Una leve inclinación recíproca. —Philipp dice que quieres un pasaje para Inglaterra. —Puedo pagar trabajando a bordo. —Son dos días de navegación hasta Plymouth. —¿No era Londres? —El
Saint George
va a Plymouth. No hay ni tiempo ni razón para pensárselo: —De acuerdo.

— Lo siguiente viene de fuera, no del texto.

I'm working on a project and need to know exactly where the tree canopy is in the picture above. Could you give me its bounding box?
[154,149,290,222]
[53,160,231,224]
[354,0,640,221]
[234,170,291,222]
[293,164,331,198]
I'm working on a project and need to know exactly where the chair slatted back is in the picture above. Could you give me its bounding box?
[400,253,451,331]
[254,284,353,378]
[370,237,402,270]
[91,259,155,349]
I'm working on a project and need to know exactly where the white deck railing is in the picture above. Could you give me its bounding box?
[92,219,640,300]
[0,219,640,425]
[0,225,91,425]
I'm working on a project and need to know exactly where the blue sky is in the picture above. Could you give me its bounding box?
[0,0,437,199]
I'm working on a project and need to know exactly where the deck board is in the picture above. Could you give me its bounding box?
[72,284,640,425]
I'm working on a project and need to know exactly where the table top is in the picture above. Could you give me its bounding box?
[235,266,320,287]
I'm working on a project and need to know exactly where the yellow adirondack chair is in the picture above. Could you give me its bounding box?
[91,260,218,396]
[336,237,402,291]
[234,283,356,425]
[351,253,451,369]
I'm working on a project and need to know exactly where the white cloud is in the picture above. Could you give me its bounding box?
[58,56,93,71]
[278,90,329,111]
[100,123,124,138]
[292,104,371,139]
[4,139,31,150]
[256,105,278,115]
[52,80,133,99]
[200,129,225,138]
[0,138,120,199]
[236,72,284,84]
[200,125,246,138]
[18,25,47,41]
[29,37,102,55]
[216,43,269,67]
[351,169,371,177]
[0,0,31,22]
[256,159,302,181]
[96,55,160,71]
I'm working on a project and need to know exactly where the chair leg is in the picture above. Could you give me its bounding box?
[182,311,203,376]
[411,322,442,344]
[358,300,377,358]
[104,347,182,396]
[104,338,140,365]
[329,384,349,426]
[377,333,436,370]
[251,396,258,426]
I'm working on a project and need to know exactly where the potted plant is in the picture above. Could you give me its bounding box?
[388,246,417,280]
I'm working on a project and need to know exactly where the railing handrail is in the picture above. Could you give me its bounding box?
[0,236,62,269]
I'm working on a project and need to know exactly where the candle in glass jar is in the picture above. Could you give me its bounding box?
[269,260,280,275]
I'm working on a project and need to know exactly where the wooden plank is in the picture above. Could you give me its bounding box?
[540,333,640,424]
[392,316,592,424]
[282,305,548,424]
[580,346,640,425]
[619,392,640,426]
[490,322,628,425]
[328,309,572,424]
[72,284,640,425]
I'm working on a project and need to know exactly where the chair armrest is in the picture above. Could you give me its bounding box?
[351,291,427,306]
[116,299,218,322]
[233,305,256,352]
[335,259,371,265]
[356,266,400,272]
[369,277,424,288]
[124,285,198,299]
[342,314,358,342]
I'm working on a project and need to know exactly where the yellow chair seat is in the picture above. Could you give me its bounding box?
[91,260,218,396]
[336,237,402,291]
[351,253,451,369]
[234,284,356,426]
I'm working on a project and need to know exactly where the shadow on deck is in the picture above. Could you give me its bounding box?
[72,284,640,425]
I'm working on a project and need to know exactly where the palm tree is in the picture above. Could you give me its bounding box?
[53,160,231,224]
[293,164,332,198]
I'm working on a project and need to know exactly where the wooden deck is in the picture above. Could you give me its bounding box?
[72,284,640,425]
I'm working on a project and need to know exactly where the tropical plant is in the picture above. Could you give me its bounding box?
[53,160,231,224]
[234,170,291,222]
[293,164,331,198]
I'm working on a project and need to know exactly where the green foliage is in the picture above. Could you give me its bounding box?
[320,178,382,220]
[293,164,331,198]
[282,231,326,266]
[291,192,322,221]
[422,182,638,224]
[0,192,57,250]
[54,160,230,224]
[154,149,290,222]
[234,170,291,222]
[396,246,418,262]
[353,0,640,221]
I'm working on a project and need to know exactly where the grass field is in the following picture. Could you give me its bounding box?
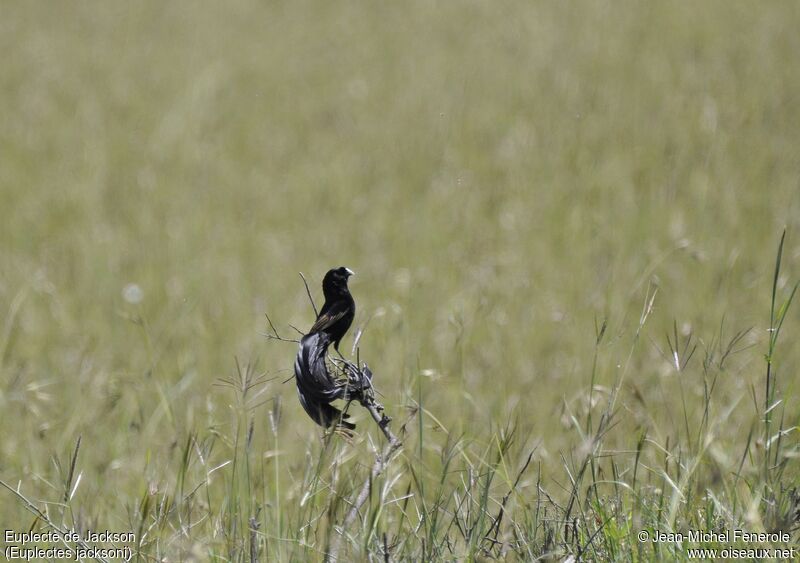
[0,0,800,561]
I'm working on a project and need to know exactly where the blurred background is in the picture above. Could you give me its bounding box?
[0,0,800,560]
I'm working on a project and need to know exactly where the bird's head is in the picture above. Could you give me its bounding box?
[322,266,355,297]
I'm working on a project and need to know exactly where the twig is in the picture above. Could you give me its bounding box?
[264,313,300,344]
[325,370,403,562]
[0,479,107,563]
[298,272,319,317]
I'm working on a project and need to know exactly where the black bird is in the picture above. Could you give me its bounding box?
[294,332,356,431]
[308,266,356,352]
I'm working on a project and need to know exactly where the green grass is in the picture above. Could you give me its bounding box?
[0,0,800,561]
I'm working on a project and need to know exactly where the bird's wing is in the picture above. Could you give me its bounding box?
[308,301,349,334]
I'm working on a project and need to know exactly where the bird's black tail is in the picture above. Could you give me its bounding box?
[294,332,356,430]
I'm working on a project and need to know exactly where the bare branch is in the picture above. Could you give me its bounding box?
[264,313,300,344]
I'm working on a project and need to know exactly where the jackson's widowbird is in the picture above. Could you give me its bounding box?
[294,266,356,431]
[294,332,356,430]
[308,266,356,352]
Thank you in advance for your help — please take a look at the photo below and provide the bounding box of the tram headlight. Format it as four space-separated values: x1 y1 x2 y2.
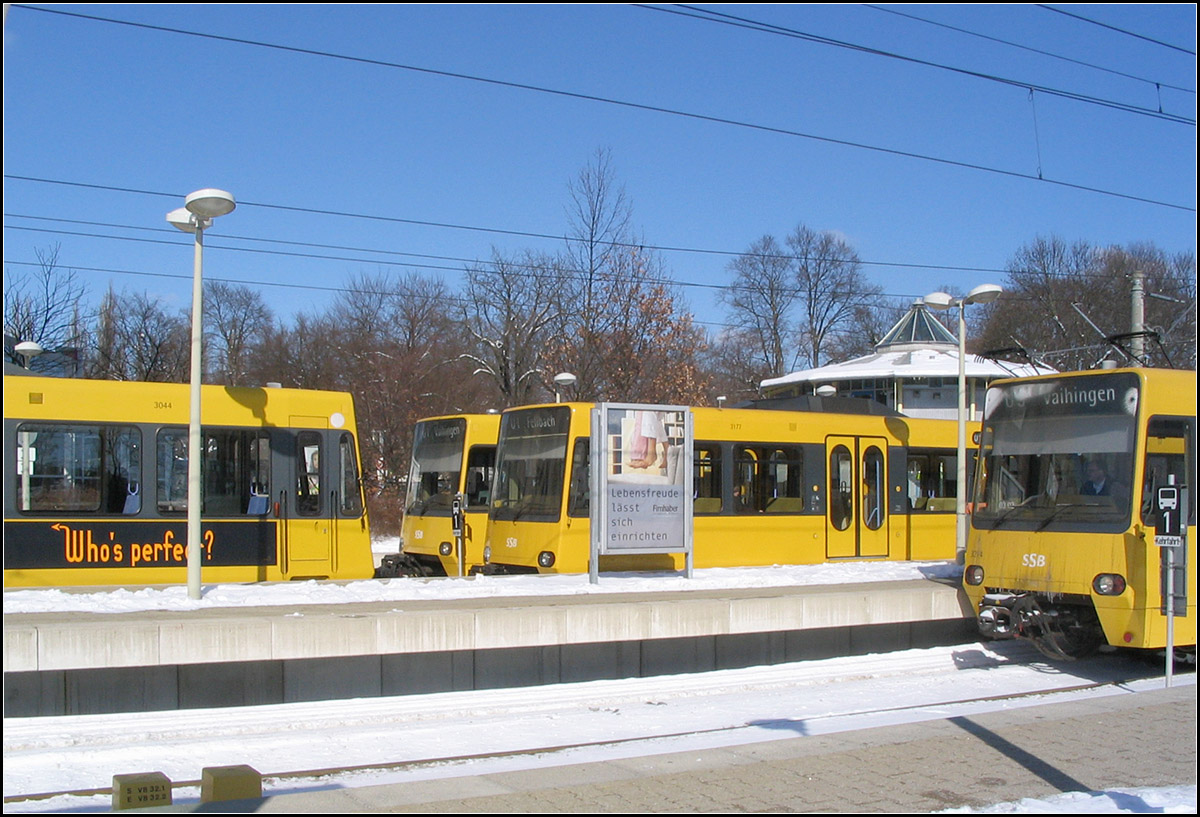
1092 573 1126 596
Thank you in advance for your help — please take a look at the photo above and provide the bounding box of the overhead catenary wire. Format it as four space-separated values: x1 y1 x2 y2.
4 5 1195 212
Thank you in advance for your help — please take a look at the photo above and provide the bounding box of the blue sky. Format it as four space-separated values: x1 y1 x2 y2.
4 4 1196 328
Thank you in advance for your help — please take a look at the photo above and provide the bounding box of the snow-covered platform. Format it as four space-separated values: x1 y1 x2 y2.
4 563 976 716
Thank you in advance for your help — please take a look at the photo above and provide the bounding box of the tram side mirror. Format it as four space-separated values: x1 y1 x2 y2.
450 493 463 536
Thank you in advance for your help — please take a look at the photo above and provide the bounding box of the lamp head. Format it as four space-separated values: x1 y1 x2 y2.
962 283 1004 304
184 187 238 218
167 208 196 233
923 293 955 310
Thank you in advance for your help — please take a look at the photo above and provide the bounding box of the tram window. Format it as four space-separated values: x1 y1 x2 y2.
907 449 958 512
16 423 142 515
691 445 721 513
296 431 320 516
566 437 592 517
829 445 854 530
1141 417 1196 525
766 446 804 513
863 445 888 530
733 447 763 513
337 433 362 517
466 445 496 511
156 428 187 513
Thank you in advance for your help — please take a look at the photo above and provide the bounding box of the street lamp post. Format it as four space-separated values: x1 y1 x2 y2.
167 188 238 599
554 372 578 403
924 283 1003 564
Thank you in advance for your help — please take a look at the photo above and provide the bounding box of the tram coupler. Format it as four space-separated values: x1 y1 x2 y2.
976 593 1018 638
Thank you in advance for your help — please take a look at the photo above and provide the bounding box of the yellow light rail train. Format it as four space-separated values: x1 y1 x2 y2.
377 414 500 577
962 368 1196 661
484 397 977 573
4 376 374 587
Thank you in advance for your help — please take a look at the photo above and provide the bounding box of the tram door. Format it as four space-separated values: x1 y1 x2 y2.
826 437 888 558
284 427 334 576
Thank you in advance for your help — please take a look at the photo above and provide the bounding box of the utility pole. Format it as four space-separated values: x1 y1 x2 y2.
1129 270 1146 366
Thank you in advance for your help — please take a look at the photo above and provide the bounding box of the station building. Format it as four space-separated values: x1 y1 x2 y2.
760 301 1054 420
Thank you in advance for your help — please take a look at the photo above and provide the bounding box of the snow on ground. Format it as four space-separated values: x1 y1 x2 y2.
4 539 962 615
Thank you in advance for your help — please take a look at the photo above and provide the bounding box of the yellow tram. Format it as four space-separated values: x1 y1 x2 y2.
378 414 500 577
964 368 1196 660
484 398 958 573
4 376 374 587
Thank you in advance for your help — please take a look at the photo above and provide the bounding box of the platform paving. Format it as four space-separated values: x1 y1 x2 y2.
148 683 1196 813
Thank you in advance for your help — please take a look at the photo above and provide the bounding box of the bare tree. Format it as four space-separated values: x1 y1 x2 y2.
204 282 271 385
4 245 88 374
972 236 1195 371
462 245 565 407
88 289 192 383
721 235 799 380
787 224 882 367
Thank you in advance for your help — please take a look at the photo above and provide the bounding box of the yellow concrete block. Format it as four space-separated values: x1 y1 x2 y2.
113 771 172 811
200 765 263 803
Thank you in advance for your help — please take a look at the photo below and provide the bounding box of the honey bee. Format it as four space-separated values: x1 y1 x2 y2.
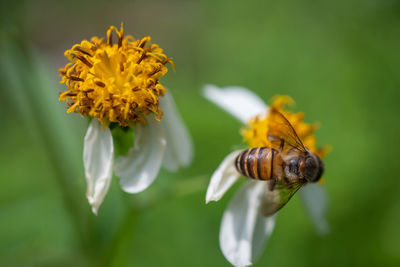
235 108 324 216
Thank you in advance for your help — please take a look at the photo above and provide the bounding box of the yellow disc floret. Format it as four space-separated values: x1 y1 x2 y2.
59 25 173 126
242 96 328 157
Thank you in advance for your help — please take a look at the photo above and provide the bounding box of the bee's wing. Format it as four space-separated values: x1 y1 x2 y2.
261 181 305 216
268 107 307 152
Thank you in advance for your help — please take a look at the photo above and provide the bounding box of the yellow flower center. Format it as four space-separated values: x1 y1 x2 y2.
59 25 173 126
242 96 328 157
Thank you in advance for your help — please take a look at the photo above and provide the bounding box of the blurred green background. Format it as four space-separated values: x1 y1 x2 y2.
0 0 400 266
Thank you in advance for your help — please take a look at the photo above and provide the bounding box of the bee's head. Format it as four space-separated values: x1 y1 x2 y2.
304 153 324 183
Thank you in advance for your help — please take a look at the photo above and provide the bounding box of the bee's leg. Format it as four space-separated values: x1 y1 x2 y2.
268 177 276 191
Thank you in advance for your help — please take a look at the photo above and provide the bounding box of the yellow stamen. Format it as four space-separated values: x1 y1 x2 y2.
242 96 329 157
59 25 173 126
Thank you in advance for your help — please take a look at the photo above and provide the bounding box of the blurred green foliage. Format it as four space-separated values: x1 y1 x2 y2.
0 0 400 266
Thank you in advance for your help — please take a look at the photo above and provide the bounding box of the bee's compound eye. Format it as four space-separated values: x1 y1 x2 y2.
306 157 317 182
289 158 299 175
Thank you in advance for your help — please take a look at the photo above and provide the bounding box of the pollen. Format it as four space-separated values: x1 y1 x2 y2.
241 96 329 157
59 25 173 126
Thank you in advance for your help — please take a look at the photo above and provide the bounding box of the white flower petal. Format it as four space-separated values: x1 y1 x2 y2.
300 183 329 234
219 181 275 266
114 118 166 193
83 118 114 214
206 151 240 203
160 92 193 171
203 84 268 124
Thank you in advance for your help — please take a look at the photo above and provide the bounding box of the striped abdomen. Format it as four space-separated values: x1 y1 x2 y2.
235 147 276 180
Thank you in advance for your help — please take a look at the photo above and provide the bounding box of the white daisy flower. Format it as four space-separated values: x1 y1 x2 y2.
59 25 193 214
203 85 329 266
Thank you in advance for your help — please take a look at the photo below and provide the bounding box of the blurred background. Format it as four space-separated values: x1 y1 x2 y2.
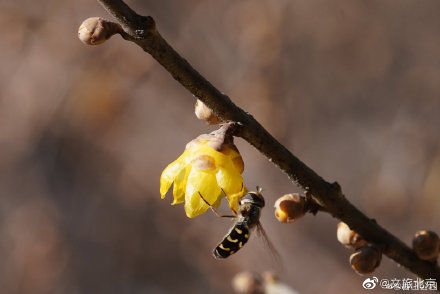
0 0 440 294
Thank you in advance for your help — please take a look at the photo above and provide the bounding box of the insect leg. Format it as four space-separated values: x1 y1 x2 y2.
198 192 235 218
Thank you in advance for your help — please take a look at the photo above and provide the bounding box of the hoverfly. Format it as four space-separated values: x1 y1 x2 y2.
199 186 279 260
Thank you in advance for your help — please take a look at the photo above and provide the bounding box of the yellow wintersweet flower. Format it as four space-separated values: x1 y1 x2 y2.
160 127 246 218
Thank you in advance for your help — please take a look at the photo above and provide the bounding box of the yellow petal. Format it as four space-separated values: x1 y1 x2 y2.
160 157 182 199
185 168 223 218
171 165 191 205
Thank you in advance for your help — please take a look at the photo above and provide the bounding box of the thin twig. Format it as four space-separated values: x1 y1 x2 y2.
87 0 440 281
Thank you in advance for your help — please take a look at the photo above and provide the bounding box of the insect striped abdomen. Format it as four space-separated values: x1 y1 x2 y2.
213 224 249 259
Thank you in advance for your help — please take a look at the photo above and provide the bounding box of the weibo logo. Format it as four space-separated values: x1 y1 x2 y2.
362 277 379 290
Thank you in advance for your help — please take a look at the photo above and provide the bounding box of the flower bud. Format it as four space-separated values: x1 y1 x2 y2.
350 245 382 275
336 222 367 249
232 272 264 294
413 231 440 261
194 99 222 125
275 193 305 223
78 17 122 45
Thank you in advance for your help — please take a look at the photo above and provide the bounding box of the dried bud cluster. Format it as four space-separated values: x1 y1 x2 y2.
336 222 367 249
78 17 122 45
350 245 382 275
413 231 440 261
336 222 382 275
275 193 306 223
194 99 222 125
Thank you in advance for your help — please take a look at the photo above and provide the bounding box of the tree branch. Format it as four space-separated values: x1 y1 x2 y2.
87 0 440 282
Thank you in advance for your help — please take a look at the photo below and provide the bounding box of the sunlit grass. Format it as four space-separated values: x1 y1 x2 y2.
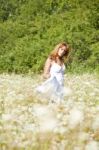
0 73 99 150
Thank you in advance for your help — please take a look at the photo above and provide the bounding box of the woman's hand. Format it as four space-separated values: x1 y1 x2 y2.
43 73 51 79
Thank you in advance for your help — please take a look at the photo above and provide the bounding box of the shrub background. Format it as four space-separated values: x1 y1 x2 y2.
0 0 99 73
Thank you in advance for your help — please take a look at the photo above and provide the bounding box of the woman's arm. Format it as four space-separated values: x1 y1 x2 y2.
43 57 51 79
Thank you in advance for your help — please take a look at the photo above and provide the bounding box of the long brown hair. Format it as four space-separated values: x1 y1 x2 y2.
49 42 70 62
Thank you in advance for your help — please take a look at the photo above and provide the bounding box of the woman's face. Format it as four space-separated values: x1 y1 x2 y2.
58 46 66 57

—Tendrás que encargarte de la despensa. Preséntate a la hora del embarque mañana a las cinco.

El camastro maltrecho de una posada que me ha indicado Philipp, en espera de que pasen las horas.

Plazas, calles, puentes, palacios, mercados. Gentes, dialectos y confesiones distintos. El recorrido de los recuerdos es accidentado y peligroso: siempre dispuesto a traicionarte. Las mansiones de los banqueros de Augsburgo las calles luminosas de Estrasburgo, las murallas inexpugnables de Münster… todo vuelve a la mente confuso, disperso. No era siquiera yo, eran otros, con nombres distintos y otro fuego en las venas. El fuego que ha ardido hasta el fondo.

Una vela apagada.

Una excesiva devastación a mis espaldas, en esta tierra que quisiera que el mar sepultara de una vez para siempre.

Inglaterra. Gran tipo ese Enrique VIII. Disuelve las órdenes monásticas y confisca todos los bienes de los conventos. Se pasa de la mañana a la noche comiendo y jodiendo y, mientras tanto, se proclama cabeza de la Iglesia de Inglaterra…

Un país sin papistas ni luteranos. Pues sí, y luego tal vez el Nuevo Mundo. Al final no importa dónde, pero lejos de aquí, de otra derrota, del reino perdido de Batenburg.

Del horror.

La imagen de la cabeza de Jan Batenburg rodando me asalta de noche y me impide conciliar el sueño, y tal vez ni siquiera la distancia pueda alejarme del fantasma.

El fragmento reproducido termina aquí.